Stop and think about what makes you human

Think About Being Human For A Second

I don’t mean to get super deep here or anything. You’re theoretically alive and reading this and human and you have day-to-day responsibilities and people you interact with and friends and family. Most people don’t think about it much deeper than that, right? Do your thing, chase your dream, build your company, raise your family, etc. People come in and out of your life, and some losses are harder; some are barely felt. This is, broadly speaking, the way of humanity.

But sometimes it’s interesting to stop and reflect on what exactly makes us human, and why humanity became the dominant frontier of the last few thousand years … as opposed to, say, a colony of lions running the world, or even a colony of arts.

To wit:

The real difference between us and other animals is on the collective level. Humans control the world because we are the only animal that can cooperate flexibly in large numbers. Ants and bees can also work together in large numbers, but they do so in a very rigid way.

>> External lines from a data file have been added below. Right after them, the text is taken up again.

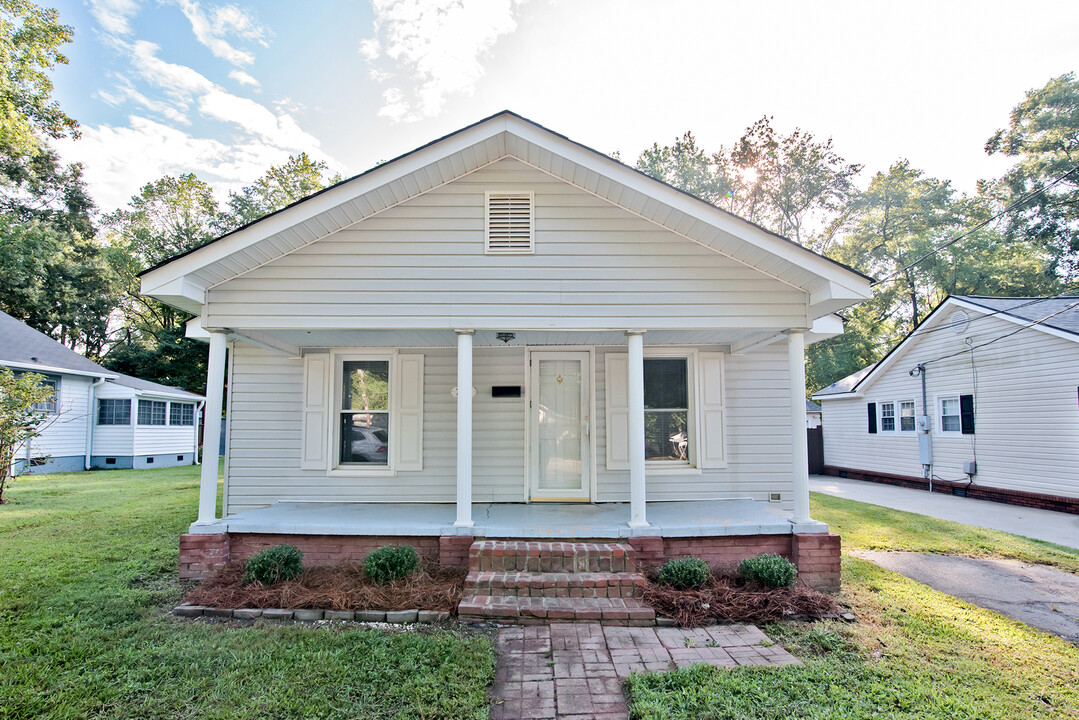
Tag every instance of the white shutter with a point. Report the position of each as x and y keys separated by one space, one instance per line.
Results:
x=509 y=222
x=712 y=420
x=616 y=379
x=316 y=412
x=409 y=391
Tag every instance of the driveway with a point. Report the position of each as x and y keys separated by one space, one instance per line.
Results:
x=1039 y=596
x=1060 y=528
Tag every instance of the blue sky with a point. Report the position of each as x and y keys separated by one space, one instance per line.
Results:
x=226 y=89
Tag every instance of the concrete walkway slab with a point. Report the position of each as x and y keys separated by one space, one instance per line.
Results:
x=1033 y=594
x=574 y=670
x=1060 y=528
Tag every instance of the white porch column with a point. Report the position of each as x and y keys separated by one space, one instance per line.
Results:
x=212 y=434
x=636 y=374
x=796 y=361
x=464 y=429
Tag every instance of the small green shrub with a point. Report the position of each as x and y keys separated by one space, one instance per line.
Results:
x=280 y=562
x=684 y=573
x=391 y=562
x=769 y=570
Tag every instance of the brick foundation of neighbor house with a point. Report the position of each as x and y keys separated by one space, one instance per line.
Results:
x=1022 y=498
x=816 y=555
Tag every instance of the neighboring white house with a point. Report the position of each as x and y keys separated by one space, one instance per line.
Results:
x=982 y=398
x=98 y=418
x=506 y=316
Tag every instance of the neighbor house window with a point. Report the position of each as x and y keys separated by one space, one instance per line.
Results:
x=951 y=419
x=111 y=411
x=181 y=413
x=365 y=412
x=906 y=416
x=52 y=405
x=666 y=409
x=887 y=417
x=151 y=412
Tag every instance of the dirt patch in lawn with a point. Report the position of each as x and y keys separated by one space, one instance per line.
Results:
x=337 y=587
x=728 y=600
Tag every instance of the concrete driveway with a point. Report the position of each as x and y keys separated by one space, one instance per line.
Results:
x=1060 y=528
x=1036 y=595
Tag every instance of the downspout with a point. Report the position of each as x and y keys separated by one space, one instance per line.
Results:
x=91 y=419
x=199 y=407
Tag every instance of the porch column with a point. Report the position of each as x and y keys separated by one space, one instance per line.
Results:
x=212 y=435
x=636 y=367
x=464 y=429
x=796 y=361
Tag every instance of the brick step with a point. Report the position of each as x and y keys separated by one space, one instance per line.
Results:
x=531 y=556
x=628 y=611
x=555 y=584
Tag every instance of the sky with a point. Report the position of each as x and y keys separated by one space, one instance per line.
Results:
x=224 y=90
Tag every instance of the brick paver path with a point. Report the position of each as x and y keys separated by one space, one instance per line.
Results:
x=574 y=670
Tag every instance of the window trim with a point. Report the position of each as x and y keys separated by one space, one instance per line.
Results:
x=691 y=464
x=338 y=358
x=97 y=416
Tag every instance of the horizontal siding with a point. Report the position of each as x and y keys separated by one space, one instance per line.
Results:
x=422 y=265
x=1026 y=423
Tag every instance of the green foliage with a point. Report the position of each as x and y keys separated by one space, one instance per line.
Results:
x=391 y=562
x=684 y=573
x=19 y=419
x=768 y=570
x=274 y=565
x=87 y=561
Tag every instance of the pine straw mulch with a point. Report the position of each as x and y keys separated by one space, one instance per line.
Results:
x=727 y=600
x=338 y=587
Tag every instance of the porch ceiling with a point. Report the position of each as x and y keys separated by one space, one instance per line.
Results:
x=546 y=520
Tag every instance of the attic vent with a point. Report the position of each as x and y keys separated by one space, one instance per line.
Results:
x=509 y=222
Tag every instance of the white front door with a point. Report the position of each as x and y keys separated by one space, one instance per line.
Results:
x=560 y=424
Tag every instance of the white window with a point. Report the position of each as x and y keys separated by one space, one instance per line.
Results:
x=887 y=417
x=112 y=411
x=906 y=422
x=951 y=418
x=509 y=226
x=151 y=412
x=181 y=413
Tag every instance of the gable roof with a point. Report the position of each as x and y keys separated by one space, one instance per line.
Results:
x=26 y=349
x=1055 y=315
x=182 y=281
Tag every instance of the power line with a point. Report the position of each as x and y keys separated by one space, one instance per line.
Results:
x=978 y=227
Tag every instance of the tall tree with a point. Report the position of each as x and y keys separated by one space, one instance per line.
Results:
x=1043 y=137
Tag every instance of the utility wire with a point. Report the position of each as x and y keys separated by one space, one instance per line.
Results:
x=978 y=227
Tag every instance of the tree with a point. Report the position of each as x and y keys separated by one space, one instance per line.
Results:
x=1043 y=136
x=21 y=420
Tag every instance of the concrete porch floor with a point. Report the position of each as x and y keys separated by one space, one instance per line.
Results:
x=540 y=520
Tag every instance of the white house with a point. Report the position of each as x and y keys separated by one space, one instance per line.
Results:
x=505 y=334
x=98 y=418
x=981 y=399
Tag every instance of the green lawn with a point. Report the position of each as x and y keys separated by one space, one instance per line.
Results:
x=915 y=652
x=87 y=564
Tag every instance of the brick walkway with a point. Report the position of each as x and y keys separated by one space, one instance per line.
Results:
x=574 y=670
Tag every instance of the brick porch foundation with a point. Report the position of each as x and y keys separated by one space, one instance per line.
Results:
x=816 y=555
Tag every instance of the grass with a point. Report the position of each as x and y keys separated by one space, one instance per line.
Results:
x=914 y=652
x=87 y=562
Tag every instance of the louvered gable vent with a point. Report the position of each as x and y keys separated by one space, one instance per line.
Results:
x=509 y=222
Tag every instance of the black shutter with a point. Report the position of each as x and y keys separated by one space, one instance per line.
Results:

If a beehive is facing a new threat or a new opportunity, the bees cannot reinvent their social system overnight in order to cope better. They cannot, for example, execute the queen and establish a republic. Wolves and chimpanzees cooperate far more flexibly than ants, but they can do so only with small numbers of intimately known individuals. Among wolves and chimps, cooperation is based on personal acquaintance. If I am a chimp and I want to cooperate with you, I must know you personally: What kind of chimp are you? Are you a nice chimp? Are you an evil chimp? How can I cooperate with you if I don’t know you?

Now consider this:

Only Homo sapiens can cooperate in extremely flexible ways with countless numbers of strangers. One-on-one or ten-on-ten, chimpanzees may be better than us. But pit 1,000 Sapiens against 1,000 chimps, and the Sapiens will win easily, for the simple reason that 1,000 chimps can never cooperate effectively. Put 100,000 chimps in Wall Street or Yankee Stadium, and you’ll get chaos. Put 100,000 humans there, and you’ll get trade networks and sports contests.

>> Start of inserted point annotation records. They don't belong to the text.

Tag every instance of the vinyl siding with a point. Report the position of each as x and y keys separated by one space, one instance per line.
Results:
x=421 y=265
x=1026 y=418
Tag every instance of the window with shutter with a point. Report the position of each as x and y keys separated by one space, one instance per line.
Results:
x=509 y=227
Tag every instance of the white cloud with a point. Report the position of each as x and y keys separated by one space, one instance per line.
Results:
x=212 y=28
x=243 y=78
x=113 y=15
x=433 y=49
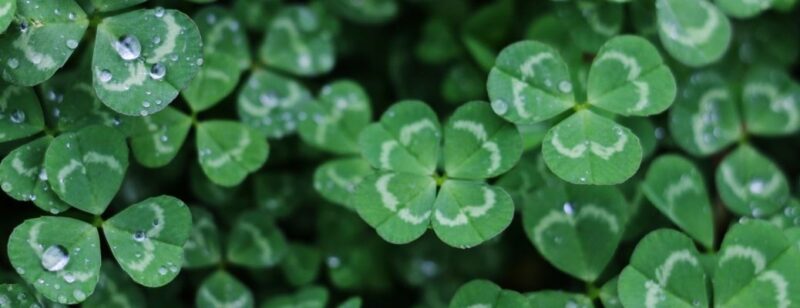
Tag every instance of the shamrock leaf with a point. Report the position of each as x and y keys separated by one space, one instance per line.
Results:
x=221 y=289
x=757 y=266
x=272 y=103
x=228 y=151
x=694 y=32
x=226 y=54
x=705 y=119
x=771 y=102
x=43 y=37
x=675 y=186
x=342 y=111
x=588 y=148
x=255 y=242
x=143 y=58
x=406 y=139
x=85 y=168
x=751 y=184
x=665 y=270
x=628 y=77
x=484 y=293
x=202 y=248
x=59 y=257
x=25 y=179
x=299 y=40
x=576 y=228
x=529 y=83
x=337 y=180
x=20 y=112
x=159 y=137
x=147 y=239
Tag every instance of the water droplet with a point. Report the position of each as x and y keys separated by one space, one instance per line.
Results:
x=139 y=236
x=128 y=47
x=157 y=71
x=565 y=86
x=104 y=76
x=500 y=107
x=55 y=258
x=17 y=116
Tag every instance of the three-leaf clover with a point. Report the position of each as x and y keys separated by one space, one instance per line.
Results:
x=401 y=200
x=530 y=83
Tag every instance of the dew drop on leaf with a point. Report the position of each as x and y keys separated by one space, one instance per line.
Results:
x=55 y=258
x=128 y=47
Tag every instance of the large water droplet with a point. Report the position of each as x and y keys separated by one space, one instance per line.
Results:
x=157 y=71
x=128 y=47
x=55 y=258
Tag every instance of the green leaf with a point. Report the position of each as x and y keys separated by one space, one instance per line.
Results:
x=85 y=168
x=226 y=54
x=255 y=242
x=20 y=112
x=468 y=213
x=364 y=12
x=750 y=184
x=665 y=271
x=694 y=32
x=558 y=299
x=59 y=257
x=160 y=137
x=704 y=119
x=299 y=41
x=771 y=102
x=576 y=228
x=302 y=264
x=308 y=297
x=41 y=39
x=484 y=293
x=337 y=180
x=676 y=187
x=272 y=103
x=479 y=144
x=202 y=248
x=228 y=151
x=529 y=83
x=16 y=295
x=8 y=8
x=115 y=289
x=223 y=290
x=743 y=8
x=143 y=58
x=25 y=179
x=588 y=148
x=397 y=205
x=407 y=139
x=757 y=266
x=147 y=239
x=334 y=123
x=629 y=77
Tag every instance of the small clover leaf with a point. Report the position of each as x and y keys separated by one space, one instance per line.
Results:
x=228 y=151
x=750 y=184
x=40 y=40
x=695 y=32
x=665 y=270
x=59 y=257
x=576 y=228
x=147 y=239
x=86 y=168
x=676 y=187
x=143 y=58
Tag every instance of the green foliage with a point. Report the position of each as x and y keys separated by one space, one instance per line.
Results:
x=375 y=153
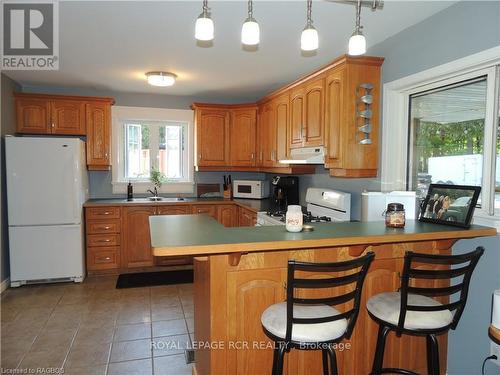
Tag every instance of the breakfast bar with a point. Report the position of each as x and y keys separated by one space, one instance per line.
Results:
x=239 y=272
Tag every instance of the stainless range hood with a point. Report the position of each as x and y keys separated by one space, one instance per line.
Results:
x=306 y=155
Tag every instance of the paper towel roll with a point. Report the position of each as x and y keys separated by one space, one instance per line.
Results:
x=495 y=320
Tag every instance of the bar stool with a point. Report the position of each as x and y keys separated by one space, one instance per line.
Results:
x=313 y=323
x=413 y=311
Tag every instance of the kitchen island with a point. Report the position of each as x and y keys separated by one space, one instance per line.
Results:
x=239 y=272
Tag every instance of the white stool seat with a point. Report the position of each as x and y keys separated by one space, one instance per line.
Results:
x=386 y=307
x=274 y=320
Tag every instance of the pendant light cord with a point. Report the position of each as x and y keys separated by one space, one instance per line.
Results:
x=309 y=13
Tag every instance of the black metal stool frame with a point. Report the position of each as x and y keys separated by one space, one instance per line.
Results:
x=430 y=334
x=328 y=352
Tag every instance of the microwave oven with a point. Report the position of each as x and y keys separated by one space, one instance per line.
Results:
x=253 y=189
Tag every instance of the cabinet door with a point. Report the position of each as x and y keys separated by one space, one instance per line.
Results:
x=227 y=215
x=173 y=210
x=68 y=117
x=297 y=118
x=243 y=133
x=281 y=106
x=333 y=118
x=212 y=137
x=137 y=241
x=246 y=218
x=249 y=294
x=33 y=116
x=210 y=210
x=98 y=135
x=268 y=136
x=314 y=113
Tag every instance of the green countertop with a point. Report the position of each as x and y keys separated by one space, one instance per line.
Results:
x=176 y=235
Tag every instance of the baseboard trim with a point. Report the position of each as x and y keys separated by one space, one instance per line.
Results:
x=4 y=285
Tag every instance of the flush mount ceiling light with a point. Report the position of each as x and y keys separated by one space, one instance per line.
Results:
x=250 y=32
x=204 y=27
x=309 y=37
x=161 y=78
x=357 y=42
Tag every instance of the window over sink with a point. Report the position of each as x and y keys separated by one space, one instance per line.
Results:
x=147 y=139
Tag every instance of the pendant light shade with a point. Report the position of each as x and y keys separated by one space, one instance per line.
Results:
x=204 y=27
x=250 y=31
x=309 y=38
x=357 y=41
x=357 y=44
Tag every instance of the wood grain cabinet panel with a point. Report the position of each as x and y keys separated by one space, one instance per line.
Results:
x=98 y=116
x=68 y=117
x=136 y=237
x=227 y=215
x=212 y=137
x=243 y=133
x=33 y=116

This article goes a little off the rails after this, although it’s still accurate: it talks about how a lot of things in human society are underscored by fictional stories, or, at the very least — stories we can’t be sure are true. Consider: God, religion, human rights. (Human rights is a belief, but it’s inherently fictional in a way; there’s no “set of rights” in human tissue or anything.)

About this first part that I paraphrased above, though: this is interesting from a work context, no? We’re the only animal that can cooperate flexibly in large numbers, and that’s assured that we inherited the Earth. Yet in cubicles world-wide, we have severe problems continuing to do that.

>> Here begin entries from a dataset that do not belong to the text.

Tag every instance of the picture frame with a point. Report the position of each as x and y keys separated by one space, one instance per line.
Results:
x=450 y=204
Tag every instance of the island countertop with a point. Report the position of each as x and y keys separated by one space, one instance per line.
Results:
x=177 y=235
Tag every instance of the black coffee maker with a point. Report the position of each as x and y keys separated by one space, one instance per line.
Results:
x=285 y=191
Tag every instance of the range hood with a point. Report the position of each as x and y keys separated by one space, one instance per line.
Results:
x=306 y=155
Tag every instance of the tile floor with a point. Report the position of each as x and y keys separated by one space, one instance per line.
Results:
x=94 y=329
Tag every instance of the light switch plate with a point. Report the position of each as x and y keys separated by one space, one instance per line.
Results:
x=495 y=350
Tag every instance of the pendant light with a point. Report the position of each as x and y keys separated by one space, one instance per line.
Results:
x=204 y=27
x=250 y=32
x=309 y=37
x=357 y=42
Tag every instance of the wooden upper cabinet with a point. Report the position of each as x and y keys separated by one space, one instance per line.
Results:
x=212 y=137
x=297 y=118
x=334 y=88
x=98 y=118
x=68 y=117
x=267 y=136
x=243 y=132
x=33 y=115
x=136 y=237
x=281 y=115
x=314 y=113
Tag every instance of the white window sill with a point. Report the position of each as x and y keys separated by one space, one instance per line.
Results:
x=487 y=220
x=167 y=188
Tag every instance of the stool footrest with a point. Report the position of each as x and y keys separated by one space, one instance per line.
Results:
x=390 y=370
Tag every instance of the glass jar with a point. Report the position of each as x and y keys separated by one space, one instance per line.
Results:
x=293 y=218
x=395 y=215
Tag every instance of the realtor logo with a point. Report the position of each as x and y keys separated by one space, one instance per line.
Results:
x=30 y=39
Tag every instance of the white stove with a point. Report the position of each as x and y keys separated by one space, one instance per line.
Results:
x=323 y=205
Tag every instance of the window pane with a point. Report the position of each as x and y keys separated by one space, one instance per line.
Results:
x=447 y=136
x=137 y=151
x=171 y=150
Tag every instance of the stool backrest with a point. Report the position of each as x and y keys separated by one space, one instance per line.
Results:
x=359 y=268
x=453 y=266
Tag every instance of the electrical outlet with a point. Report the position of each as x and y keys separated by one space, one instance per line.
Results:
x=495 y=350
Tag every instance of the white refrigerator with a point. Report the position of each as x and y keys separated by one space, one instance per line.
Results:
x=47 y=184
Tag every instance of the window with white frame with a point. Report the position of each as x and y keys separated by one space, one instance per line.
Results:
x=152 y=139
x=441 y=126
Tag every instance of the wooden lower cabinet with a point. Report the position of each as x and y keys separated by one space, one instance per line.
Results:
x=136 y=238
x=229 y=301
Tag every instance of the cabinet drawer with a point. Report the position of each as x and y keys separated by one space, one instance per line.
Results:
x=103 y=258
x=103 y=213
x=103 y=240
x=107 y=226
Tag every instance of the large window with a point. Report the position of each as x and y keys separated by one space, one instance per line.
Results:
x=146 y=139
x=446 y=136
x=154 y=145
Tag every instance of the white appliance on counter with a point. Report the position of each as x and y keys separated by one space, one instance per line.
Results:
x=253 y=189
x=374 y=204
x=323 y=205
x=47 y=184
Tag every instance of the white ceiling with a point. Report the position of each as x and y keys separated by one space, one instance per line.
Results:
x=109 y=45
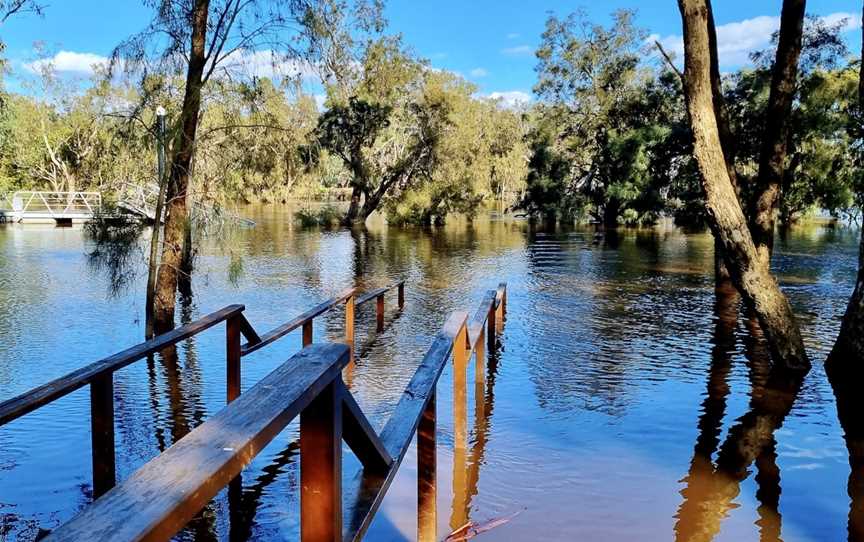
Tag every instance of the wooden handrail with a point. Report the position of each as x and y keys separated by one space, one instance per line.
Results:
x=47 y=393
x=297 y=322
x=163 y=495
x=367 y=491
x=369 y=296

It’s almost as if we can operate at a macro base-line of “Well, societally this can hold us together!” but at a micro work-level, that doesn’t happen.

The most logical reason for this is that beyond the fact that you’re probably capable of cooperating in flexible ways with other humans, you’re also probably a creature of emotion. Work is set up around logical (or presumably logical) parameters, often known as process. Creatures of emotion in logical set-ups don’t always work out. You throw “the desire for money” into that equation and it’s totally out of whack. That’s one reason — just a small one — why it’s hard to compare elements of a marriage to elements of a work dynamic, even though everyone tries all the time.

But stop and think about this every once in a while: the exact thing that made you get to this point — that made it so that your ancestors survived, both distant and recent — is the exact thing we go into an office every day and don’t really do. If we pause and reflect on our place in the broader universe, however briefly, maybe we could start coming back to equilibrium on that a bit.